Faraday to Christian Friedrich Schoenbein   10 August 1842

Tynemouth | 10 August 1842.

My dear Schoenbein

I have received both your letters i.e those of the dates of April 9th and July 8th1 the last just now at Tynemouth - so that if your friend went to the Institution I lost the pleasure of seeing him and in any little attention to him the pleasure of doing any thing as thanks to you for your continual & unvarying kindness which is to me of great value for though I now feel pretty nearly excluded as a workman in science it would grieve me much to think that I was forgotten by the few friends which similarity of pursuit has accidentally as it were made for me. I rather hope & am persuaded of it in your case that whilst they vigorously run their successful career they will let me look on & rejoice in their progress[.]

We have been here (Northumberland) for 5 or 6 weeks and must soon return home again[.] Although I am ashamed to write about myself yet I am sure you will wish to know that I am well in bodily health & in good spirits as long as I do not exert my memory it remains just as it was[.]

You appear to have heard that I was at Manchester and so I was in a manner but if you had been there I should not have seen you and did not have the pleasure of hearing your papers which however I think were read2 but I have no access to any report here & cannot from memory tell you whether I did or did not read a report of it in the papers sent me. The facts are these I did not mean to go but the Society of Sciences at Modena wrote to Herschel & myself saying they had appointed us to represent them at the Association and as he at first said he could not go & wrote to me on the matter I went to Manchester and made my appearance at the Committee meeting on the day previous to the opening of the General Meeting and reported the credentials of the Society which I represented3; having done that I left Manchester early in the morning in which the great body met & so escaped to London.

The volumes you sent and of which I think I know the author I immediately conveyed to their destination. You know I do not read German but just before I came here I was looking at some of the words which caught my attention & guessing at the meaning suspect the book was written by a very partial friend of mine4. The volume is now in the hands of a friend who when I go back is to tell me something of what it says[.]

I shall look for Your paper in the Archives5 with some impatience.
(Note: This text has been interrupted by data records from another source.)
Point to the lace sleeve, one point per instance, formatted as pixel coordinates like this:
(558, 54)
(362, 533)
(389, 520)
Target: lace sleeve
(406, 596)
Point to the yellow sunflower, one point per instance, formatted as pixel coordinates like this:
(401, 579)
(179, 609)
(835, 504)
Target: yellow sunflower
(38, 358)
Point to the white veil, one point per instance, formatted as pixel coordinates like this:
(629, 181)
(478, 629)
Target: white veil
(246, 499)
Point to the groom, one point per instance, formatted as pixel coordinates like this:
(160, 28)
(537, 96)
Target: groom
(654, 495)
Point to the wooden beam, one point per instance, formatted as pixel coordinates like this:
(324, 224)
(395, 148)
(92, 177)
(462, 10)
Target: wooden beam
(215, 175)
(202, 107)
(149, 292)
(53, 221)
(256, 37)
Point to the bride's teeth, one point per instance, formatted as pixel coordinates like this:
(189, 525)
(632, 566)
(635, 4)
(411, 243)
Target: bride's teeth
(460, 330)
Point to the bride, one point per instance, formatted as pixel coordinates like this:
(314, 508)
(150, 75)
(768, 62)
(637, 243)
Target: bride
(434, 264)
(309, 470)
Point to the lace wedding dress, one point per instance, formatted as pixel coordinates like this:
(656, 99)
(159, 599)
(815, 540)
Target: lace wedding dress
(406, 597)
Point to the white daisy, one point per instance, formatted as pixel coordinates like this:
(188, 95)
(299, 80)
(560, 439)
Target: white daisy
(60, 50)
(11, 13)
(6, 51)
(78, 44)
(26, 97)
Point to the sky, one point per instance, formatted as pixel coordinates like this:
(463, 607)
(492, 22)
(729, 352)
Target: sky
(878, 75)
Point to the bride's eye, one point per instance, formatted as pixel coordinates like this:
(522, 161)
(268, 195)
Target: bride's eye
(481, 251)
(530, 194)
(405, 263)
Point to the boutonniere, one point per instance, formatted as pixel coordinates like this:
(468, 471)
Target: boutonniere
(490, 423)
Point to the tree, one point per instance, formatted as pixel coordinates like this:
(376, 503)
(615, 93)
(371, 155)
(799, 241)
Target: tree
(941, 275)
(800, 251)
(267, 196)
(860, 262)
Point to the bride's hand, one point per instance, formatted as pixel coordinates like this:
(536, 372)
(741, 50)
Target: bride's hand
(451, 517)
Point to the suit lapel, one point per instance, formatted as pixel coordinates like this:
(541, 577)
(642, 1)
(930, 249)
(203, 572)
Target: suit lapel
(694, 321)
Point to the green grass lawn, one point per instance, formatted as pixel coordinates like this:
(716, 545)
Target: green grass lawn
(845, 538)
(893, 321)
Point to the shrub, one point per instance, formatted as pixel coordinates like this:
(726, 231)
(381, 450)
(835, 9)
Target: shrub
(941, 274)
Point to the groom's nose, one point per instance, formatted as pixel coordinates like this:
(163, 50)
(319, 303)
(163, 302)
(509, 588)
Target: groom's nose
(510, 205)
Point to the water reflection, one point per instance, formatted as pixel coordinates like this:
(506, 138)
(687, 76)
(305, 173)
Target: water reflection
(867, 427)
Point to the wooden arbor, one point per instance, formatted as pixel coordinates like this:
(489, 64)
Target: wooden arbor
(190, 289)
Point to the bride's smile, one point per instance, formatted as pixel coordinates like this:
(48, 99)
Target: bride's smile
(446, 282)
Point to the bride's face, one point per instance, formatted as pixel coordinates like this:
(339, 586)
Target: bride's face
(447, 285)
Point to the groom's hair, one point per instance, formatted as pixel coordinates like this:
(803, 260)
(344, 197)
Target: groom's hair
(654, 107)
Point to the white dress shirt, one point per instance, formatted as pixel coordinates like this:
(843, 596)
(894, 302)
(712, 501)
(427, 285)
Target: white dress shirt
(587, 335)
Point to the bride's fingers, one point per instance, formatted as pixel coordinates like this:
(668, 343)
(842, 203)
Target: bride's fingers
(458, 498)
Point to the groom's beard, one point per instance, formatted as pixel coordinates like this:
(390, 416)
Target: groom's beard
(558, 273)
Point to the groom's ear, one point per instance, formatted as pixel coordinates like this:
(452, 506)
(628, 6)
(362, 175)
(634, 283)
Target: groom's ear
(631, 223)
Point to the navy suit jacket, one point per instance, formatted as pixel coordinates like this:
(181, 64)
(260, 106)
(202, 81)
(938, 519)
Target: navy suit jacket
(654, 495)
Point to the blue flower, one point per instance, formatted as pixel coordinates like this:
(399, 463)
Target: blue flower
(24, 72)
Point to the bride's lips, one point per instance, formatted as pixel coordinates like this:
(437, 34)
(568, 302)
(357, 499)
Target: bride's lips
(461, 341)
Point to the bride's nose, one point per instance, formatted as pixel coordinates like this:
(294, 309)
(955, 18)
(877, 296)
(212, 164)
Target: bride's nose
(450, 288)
I see that in No. 4 De la Rive says he was obliged to postpone it to the next number6 where I suppose I shall find the account of the Iron battery also7. That Iron is a very various matter & evidently must be of great importance to the theory of Electrical action because it is a case of one substance assuming such different conditions of electrical action[.] I hope you will ultimately find the key to all the phenomena which no doubt are simple and <I> am fully persuaded great discoveries (now unexpected) <will> be the reward[.]

Pray give my kindest remembrances to Mrs Schoenbein and try to raise up a recollection of me in the minds of the children[.] I wonder whether they would know me if they saw me again[.] My wife unites in best wishes & thoughts to Yourself & your wife. May you both enjoy together all the health & happiness that a contented mind can desire[.]

Ever Most Truly Yours | M. Faraday


Address: Dr Schoenbein | Professor | &c &c &c | Basle | on the Rhine

Letters 1390 and 1413.
Schoenbein (1842b). Another paper by Schoenbein, entitled "On a Peculiar Condition of Iron" was also read. See Athenaeum, 30 July 1842, p.688.
[Schoenbein] (1842a).
Schoenbein (1842d).
See Arch.Elec., 1842, 2: 239-40.
Schoenbein (1842e).

Bibliography

SCHOENBEIN, Christian Friedrich (1842b): “On the Electrolysing Power of a simple Voltaic Circle”, Rep. Brit. Ass., 30-31.

SCHOENBEIN, Christian Friedrich (1842d): “Observations sur un état particulier du fer”, Arch. Elec., 2: 267-85.

SCHOENBEIN, Christian Friedrich (1842e): “Notice sur une nouvelle pile voltaïque”, Arch. Elec., 2: 286-9.